It does not entirely do justice to the film, nor reveal potential problems with your developing routine, to judge from the output of a flatbed scanner such as the V800. For a more reliable assessment of negative quality, you should examine the negatives directly. Use a light table and a loupe with ~10x magnification to view the negatives. It takes some time to learn to read negatives – density is where you don't expect it, and vice versa – but you will be able to assess the tonal range, sharpness and grain size this way much more reliably than by estimating the output from a scanner.
To illustrate the difference, here's a 100% crop from the centre of a negative (roughly 1/8 of the negative area) scanned with the Epson V370 at 2400x2400dpi (what I gather to be its native resolution, i.e. no interpolation):

Here's the same thing, using a digital camera (Fuji X-E1 with Minolta MD W.Rokkor 28mm f/2.8 and 14mm extension tube, shot at f/8 unless I misremember):

All I've done in both cases is the crop: there's no sharpening, no playing with the curves, and no inversion. (Film was Fomapan 400 rated at EI400, developed in Ilfotec DD-X.)

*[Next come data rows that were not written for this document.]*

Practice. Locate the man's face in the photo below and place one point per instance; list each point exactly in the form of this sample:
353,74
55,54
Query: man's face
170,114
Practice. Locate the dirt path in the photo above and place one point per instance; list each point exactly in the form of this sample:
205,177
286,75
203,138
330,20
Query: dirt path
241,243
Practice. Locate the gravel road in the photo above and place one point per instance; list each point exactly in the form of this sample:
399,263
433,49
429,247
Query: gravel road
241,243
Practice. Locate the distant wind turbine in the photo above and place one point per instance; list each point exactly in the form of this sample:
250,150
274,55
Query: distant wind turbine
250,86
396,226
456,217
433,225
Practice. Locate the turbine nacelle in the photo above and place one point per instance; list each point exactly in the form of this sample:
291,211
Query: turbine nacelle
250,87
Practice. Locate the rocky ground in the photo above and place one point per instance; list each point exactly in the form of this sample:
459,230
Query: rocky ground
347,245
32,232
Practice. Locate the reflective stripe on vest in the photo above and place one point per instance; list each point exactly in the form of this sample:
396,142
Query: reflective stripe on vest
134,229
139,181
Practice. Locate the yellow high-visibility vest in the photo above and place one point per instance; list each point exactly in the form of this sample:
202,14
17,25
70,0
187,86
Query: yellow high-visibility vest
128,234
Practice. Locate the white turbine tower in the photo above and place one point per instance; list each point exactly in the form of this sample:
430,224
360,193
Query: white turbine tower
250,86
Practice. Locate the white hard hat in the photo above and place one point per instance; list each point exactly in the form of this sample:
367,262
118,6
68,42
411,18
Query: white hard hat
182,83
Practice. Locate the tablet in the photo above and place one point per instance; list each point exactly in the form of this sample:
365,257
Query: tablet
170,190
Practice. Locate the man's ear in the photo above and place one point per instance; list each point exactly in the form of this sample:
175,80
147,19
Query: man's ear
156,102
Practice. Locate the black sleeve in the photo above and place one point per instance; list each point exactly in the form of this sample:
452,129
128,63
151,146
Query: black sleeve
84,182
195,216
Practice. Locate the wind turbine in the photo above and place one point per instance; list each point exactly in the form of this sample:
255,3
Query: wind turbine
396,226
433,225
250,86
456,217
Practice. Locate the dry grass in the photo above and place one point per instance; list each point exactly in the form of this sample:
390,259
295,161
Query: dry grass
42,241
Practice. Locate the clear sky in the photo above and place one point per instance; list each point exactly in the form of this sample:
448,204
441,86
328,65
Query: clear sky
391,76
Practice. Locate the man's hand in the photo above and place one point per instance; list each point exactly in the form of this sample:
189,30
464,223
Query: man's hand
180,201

If you don't have access to a proper light table, you can try shining some light onto a diffusing surface (a somewhat opaque screen of some kind) and place the negatives against this surface. If you have a tablet computer, you could even try and make it display a blank white screen and view your negatives against that. A more professional apparatus is desirable, but these tricks go a long way.
Finally, the quality of a negative is not entirely an objective matter. What is the intended use of the negatives? Will you make silver prints from them? (If so, will you be using a condenser or a diffuser enlarger?) Will you scan them for display on the web? (If so, is it important to have a high-resolution version available?) Will you scan them to make ink prints? Or something else entirely? Slightly different qualities in the negative may be desirable under different circumstances. Some people also prefer more contrasty negatives than others, and this is an aesthetic preference more than anything else. I, for instance, like the photo you posted very much and don't mind the loss of shadow detail in the tree trunks, but others would object. (Though I suspect that the scanner may be responsible for at least some of that loss of dynamic range – take a direct look at the negatives and you may be surprised!)